Kidd’s approach, and many of the maneuvers he described, were reworked in a series of handbooks by Fred Inbau, a lawyer and early devotee of the polygraph, and a former Chicago cop named John Reid. Today, the interrogation manual they wrote with Joseph P. Buckley and Brian C. Jayne, Criminal Interrogation and Confessions, is the leading text in the field, and nearly every detective in the United States practices some version of what’s known as the Reid Technique.

The technique begins with the “behavior analysis interview,” a diagnostic tool that is supposed to separate the liars from the truth tellers, the guilty from the innocent. Liars will betray themselves, the theory goes, through verbal cues (qualifying phrases, mumbling, delayed responses) and nonverbal behaviors (lack of eye contact, brushing lint from clothing, inspecting fingernails).

While fidgeting may suggest nervousness, it’s impossible to say for sure that it indicates deception. Common sense suggests that anyone being grilled about a crime, innocent or guilty, might reasonably show signs of anxiety. The firm Reid opened to train police and sell his books, John E. Reid and Associates, cites a 2014 experiment in which expert government investigators achieved 98 percent accuracy in detecting lies. But the study was not designed to test the efficacy of the behavioral analysis interview or the diagnostic value of verbal and nonverbal cues, and the study’s lead author, Timothy Levine, a professor of communications at the University of Alabama at Birmingham, told TakePart that his results are an outlier; most research shows that trained investigators can identify a liar roughly half the time—no better than random guessing. He said he is “skeptical” that such cues can be a useful guide to deception.

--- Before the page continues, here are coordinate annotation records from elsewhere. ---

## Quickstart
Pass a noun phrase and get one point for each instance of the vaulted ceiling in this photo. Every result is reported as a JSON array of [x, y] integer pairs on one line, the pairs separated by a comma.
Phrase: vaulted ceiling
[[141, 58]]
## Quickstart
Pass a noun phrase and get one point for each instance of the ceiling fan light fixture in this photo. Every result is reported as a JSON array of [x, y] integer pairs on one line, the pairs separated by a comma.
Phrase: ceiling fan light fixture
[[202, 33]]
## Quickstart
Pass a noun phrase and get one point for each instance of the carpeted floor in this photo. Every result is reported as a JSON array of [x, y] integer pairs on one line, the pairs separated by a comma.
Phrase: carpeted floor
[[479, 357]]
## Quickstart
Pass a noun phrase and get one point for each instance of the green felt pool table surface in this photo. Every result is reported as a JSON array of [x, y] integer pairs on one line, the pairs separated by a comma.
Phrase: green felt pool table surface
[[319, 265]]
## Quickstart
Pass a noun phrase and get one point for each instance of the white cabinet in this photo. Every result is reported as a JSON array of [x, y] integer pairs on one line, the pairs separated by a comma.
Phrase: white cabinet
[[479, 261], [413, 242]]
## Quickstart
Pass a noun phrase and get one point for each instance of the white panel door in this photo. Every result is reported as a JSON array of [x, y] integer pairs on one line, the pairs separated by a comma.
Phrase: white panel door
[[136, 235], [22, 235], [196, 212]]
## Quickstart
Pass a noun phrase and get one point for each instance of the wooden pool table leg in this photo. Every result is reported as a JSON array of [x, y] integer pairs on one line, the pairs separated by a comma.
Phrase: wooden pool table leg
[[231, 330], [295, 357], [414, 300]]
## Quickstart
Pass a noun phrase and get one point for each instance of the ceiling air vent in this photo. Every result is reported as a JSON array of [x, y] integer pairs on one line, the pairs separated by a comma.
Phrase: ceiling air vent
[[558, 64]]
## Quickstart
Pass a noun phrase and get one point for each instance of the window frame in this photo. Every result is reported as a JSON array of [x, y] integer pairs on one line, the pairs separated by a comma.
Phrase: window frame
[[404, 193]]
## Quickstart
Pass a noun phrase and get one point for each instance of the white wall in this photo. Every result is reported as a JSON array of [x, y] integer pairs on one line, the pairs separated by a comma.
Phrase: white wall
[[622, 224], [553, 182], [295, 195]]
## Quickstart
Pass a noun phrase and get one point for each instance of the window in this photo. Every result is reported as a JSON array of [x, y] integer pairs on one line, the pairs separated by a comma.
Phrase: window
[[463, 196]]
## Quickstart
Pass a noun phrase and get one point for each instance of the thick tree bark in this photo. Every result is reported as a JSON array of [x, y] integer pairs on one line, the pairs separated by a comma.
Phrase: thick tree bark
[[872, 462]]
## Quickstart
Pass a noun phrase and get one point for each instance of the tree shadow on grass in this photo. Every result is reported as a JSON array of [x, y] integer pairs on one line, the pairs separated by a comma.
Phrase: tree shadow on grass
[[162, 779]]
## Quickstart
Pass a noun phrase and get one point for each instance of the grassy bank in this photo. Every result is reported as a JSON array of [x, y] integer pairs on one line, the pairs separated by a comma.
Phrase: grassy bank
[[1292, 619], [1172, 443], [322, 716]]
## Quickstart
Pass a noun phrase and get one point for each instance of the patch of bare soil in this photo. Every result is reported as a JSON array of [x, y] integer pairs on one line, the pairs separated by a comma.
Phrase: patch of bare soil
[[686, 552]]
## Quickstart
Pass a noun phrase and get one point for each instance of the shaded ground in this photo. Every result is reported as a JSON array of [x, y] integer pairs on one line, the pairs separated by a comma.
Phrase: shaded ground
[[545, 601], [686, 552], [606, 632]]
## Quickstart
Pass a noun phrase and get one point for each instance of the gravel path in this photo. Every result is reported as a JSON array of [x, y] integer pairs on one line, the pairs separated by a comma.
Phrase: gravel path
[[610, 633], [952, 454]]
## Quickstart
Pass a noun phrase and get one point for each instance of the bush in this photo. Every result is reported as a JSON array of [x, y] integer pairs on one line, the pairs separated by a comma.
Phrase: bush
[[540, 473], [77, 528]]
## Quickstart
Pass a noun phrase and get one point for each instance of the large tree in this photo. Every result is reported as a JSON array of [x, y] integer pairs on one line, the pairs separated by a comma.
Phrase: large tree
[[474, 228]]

The Reid training seems to trigger a kind of confirmation bias. According to Saul Kassin, a professor of psychology at John Jay College of Criminal Justice, and Christian Meissner, a professor of psychology at Iowa State University, specialized lie-detection training makes investigators more likely to believe a subject is untruthful. Like the hammer that sees only nails, once they learn to scrutinize people’s behavior for lies, they see evidence of lies everywhere. Kassin and Meissner’s research also suggests that although such training often doesn’t improve questioners’ accuracy, it makes them more confident that they’ve guessed correctly. That’s where the real interrogation begins.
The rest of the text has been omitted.